Jeb: God, I know. Now, he also writes music like crazy… Steve, have you two gotten in a room and tried to create new music?
Steve: Well, kind of. Officially, we’re kind of moving slowly looking at new material. I’m one of the guys who’s most reluctant to start any kind of rush forward because I’ve been writing and Jon [Davison] has been writing. I’d be very surprised if Billy hasn’t been writing. There’s obviously going to be a pause to look at, at some point, but I think we’ve got our work cut out for ourselves pretty much all year. Maybe it’s a thing we’ll do after our cruise next year in February. We may, but that’s only just a “may” because we still need to be sure about what we’re doing now.
We don’t book a tour until we know what we’re going to play. You don’t book a record until you know what you’re going to play. With everybody’s demoing the possibilities are endless, but that’s actually part of the problem too, because we’re all very smart-assed people, you know. It is like, “Here’s a track, it’s me, it sounds like a band but it’s me.”
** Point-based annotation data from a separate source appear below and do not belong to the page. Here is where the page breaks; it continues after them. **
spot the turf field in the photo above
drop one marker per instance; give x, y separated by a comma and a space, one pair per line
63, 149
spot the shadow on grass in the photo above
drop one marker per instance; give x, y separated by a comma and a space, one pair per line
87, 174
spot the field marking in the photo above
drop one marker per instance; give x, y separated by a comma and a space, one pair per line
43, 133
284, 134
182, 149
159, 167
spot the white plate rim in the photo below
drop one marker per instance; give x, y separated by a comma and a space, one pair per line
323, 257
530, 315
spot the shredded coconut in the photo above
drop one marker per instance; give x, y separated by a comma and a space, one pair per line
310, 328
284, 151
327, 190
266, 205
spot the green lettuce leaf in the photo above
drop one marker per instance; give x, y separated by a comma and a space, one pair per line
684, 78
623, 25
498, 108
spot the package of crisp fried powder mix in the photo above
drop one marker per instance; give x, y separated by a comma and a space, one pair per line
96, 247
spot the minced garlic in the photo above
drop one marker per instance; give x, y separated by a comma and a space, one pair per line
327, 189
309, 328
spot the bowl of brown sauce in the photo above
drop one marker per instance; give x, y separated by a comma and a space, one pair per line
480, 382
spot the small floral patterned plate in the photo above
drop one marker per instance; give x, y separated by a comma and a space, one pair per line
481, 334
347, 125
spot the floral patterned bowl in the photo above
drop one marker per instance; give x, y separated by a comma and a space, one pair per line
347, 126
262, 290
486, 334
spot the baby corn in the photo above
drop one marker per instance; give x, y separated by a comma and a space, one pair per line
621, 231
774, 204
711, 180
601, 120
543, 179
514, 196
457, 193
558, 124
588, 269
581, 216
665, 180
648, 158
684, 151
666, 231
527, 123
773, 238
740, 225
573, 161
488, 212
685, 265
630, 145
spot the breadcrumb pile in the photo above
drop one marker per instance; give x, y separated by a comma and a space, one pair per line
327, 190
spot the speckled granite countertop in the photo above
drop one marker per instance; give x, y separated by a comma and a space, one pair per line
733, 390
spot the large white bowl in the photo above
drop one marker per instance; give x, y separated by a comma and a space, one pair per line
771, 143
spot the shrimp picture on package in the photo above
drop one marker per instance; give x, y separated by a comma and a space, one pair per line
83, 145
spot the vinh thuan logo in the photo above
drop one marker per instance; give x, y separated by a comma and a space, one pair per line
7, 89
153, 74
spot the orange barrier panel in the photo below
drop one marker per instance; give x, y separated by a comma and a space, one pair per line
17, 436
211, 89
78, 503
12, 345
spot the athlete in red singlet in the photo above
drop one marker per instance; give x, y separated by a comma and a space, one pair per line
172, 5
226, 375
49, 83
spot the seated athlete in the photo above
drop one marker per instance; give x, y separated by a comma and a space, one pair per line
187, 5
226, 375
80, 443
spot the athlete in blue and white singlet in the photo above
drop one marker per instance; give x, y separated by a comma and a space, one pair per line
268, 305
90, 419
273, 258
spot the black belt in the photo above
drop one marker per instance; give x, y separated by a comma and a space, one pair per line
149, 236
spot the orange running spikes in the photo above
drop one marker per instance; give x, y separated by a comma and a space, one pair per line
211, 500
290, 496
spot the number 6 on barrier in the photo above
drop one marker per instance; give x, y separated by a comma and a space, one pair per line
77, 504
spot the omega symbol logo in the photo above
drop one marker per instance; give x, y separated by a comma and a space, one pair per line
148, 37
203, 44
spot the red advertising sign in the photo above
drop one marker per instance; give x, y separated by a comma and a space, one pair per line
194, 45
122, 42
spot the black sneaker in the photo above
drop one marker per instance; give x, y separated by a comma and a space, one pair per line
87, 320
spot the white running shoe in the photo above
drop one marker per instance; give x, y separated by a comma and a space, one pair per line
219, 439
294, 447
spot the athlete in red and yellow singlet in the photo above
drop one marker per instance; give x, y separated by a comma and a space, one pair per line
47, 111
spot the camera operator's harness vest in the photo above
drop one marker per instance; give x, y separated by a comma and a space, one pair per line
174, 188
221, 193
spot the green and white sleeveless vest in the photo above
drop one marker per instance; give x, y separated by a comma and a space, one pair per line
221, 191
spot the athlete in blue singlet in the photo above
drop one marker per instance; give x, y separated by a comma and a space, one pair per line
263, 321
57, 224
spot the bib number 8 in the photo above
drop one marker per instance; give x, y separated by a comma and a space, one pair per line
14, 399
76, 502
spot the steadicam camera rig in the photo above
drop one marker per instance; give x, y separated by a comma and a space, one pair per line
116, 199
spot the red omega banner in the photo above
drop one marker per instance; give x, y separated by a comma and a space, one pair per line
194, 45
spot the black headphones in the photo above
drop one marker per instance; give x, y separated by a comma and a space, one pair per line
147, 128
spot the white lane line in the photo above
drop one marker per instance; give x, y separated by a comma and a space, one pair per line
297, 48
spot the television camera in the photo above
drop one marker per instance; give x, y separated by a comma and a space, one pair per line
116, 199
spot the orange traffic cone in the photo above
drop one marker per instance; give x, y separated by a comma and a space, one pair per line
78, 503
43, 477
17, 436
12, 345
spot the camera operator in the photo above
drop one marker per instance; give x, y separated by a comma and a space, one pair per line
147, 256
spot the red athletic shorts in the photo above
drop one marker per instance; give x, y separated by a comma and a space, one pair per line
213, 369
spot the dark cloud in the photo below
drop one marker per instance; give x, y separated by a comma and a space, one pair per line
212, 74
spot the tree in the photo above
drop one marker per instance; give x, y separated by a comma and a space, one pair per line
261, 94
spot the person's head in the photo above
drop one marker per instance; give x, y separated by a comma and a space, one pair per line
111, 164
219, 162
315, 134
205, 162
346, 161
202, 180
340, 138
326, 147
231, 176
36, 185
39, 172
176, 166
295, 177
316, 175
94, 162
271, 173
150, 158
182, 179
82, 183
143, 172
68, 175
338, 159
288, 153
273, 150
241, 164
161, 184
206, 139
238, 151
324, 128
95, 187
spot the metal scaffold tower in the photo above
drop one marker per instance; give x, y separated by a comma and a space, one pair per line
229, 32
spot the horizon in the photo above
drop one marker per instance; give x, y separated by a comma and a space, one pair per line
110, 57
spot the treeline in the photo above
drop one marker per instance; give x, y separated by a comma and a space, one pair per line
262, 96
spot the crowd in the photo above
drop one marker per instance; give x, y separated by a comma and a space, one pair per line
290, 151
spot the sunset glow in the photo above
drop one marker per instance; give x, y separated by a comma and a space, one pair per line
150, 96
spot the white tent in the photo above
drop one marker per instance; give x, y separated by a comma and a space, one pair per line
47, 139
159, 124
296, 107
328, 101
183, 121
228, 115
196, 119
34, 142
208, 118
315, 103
We do that, but actually true Yes records are written with fragments. Keys to Ascension was a good example of that. We didn’t come in and play anybody’s song. We actually kind of did the rehearsal thing and wrote together and that’s very trying and we’re all long in the tooth about that, but that’s one of the best ways to generate what we can call Yes. They are more of a collaborative record, but they take a long time and maybe that’s why we ought to take a long time.
Jeb: All living members of Yes are out doing stuff now. Will you work together again? Do you know what’s going to happen?
Steve: Well, I guess what we’re going to do is we’re going to try to contain ourselves in our ambition and figure out how to keep these things going. It takes a lot of work and a lot of agreement.
We can see what we are doing this year. We’ve got this year all worked out thoroughly. We’re in a good place with that because irrespective of what else happens we can plan and hope to fulfill our commitments that we’ve taken on… that involves going to Japan in November.
I will also have a solo tour in the UK, like I like to do every year. It’s so easy for me to come out of the house and go play guitar. I do that in the middle three weeks in October.
When the summer tour ends around September 4, that’s a nice big chunk of playing and I’m going to be hot to trot with playing my own music, which is more about the Chet Atkins influence and the general writing and stuff that I do. I am still doing a bit of Yes. I’ve got to think about what I’m going to do this time so it all goes good.